Implement Omit<Type, Keys>
Constructs a type by picking all properties from Type and then removing Keys.
interface Todo {
title: string;
description: string;
completed: boolean;
}
If you see the above interface it has 3 properties title, description, and completed. If you want to remove title key from that interface then you can use the Omit utility type. But here I am going to create a custom Omit type that will do the same thing as the Omit utility type.
type CustomOmit<T,K extends keyof T> = {
[Key in keyof T as Key extends K ? never : Key] : T[Key]
}
If you see the above code snippet which expects Type and Keys. Omit will only remove keys from the Type or Interface which we are passing that's why I have return K extends keyof T
. and later we just need to check key is available in K if it's available we will return never else will return keyValue pair.

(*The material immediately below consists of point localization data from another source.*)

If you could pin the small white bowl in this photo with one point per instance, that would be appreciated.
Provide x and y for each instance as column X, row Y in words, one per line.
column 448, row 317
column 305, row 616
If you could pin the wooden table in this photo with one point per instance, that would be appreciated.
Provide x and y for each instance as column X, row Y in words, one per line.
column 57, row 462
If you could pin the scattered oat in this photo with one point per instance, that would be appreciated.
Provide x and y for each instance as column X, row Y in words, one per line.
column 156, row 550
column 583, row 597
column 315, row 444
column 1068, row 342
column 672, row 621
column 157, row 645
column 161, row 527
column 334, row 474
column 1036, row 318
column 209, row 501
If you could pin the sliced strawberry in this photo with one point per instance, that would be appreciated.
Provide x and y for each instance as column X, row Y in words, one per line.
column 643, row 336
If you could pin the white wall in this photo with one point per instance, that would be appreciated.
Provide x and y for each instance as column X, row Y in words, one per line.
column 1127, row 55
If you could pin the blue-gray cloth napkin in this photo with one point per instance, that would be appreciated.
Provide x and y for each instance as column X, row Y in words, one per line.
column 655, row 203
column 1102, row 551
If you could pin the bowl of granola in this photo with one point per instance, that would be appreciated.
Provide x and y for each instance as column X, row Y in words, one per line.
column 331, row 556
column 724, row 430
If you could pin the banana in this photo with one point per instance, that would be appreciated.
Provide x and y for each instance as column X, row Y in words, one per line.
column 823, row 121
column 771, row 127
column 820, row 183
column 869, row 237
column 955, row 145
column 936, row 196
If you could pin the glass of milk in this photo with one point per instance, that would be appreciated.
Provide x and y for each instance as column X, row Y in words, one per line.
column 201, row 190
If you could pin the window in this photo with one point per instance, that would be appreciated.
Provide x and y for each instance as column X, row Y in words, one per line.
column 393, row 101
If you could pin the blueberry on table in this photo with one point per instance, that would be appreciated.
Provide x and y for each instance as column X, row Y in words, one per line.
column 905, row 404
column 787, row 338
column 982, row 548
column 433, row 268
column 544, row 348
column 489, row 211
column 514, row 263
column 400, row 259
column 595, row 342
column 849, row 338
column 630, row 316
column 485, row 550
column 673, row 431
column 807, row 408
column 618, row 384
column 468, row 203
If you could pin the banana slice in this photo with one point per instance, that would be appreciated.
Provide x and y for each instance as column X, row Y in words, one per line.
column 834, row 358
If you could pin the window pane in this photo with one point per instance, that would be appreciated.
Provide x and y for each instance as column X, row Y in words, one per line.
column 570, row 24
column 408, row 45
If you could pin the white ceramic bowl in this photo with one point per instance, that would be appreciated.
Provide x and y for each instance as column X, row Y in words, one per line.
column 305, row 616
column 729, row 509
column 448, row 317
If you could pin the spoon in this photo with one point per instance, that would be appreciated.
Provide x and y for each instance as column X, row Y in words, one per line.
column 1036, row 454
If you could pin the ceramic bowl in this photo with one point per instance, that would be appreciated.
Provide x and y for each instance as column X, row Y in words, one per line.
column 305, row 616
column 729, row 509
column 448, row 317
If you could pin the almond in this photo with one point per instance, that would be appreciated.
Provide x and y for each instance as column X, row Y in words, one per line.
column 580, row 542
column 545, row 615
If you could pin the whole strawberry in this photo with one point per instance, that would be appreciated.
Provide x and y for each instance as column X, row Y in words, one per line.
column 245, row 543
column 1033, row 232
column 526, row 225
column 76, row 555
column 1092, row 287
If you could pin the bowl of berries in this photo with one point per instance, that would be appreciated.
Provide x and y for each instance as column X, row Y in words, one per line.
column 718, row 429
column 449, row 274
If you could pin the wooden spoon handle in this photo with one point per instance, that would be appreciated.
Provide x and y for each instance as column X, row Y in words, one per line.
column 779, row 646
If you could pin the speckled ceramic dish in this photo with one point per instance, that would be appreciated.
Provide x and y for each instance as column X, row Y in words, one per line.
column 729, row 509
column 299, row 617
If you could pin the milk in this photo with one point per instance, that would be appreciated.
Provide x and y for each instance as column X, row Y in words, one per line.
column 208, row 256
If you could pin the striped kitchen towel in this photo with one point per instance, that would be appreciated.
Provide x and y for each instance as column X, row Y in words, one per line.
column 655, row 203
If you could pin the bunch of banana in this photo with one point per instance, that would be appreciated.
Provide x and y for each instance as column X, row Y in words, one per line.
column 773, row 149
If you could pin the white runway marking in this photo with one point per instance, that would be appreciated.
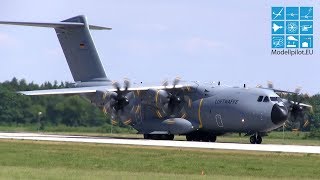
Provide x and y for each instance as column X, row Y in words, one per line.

type TodoPreview = Omit<Todo, "title">;
type TodoPreviewCustomOmit = CustomOmit<Todo, "title">;
Above both snippets will work the same and it will pick all key/value except title key from Todo type.
For Ex.
const todo: TodoPreviewCustomOmit = {
description: string,
completed: boolean,
}
For more details please refer official doc
Top comments (4)
Why would I need a custom omit type?
You don't need but in some cases if you want to create some custom types based on your requirement then it will help you to get idea how you can implement it.
P.S. I'm practicing typescript so I can enhanced my skills day by day ☺️
It's a very good way of practicing
Thank you Ajay, I was looking for the syntax of how to exclude some keys based on condition and finally found it here. With using the construction of conditional keys like
[Key in keyof T as Key extends K ? never : Key] there is so many cool things to do.
For example, here I created a simple type to get only properties from a provided type:
type Properties<T> = {
[Key in keyof T as T[Key] extends Function ? never : Key]: T[Key]
};
Nice utility to use in serializations, for example. Thank you once again!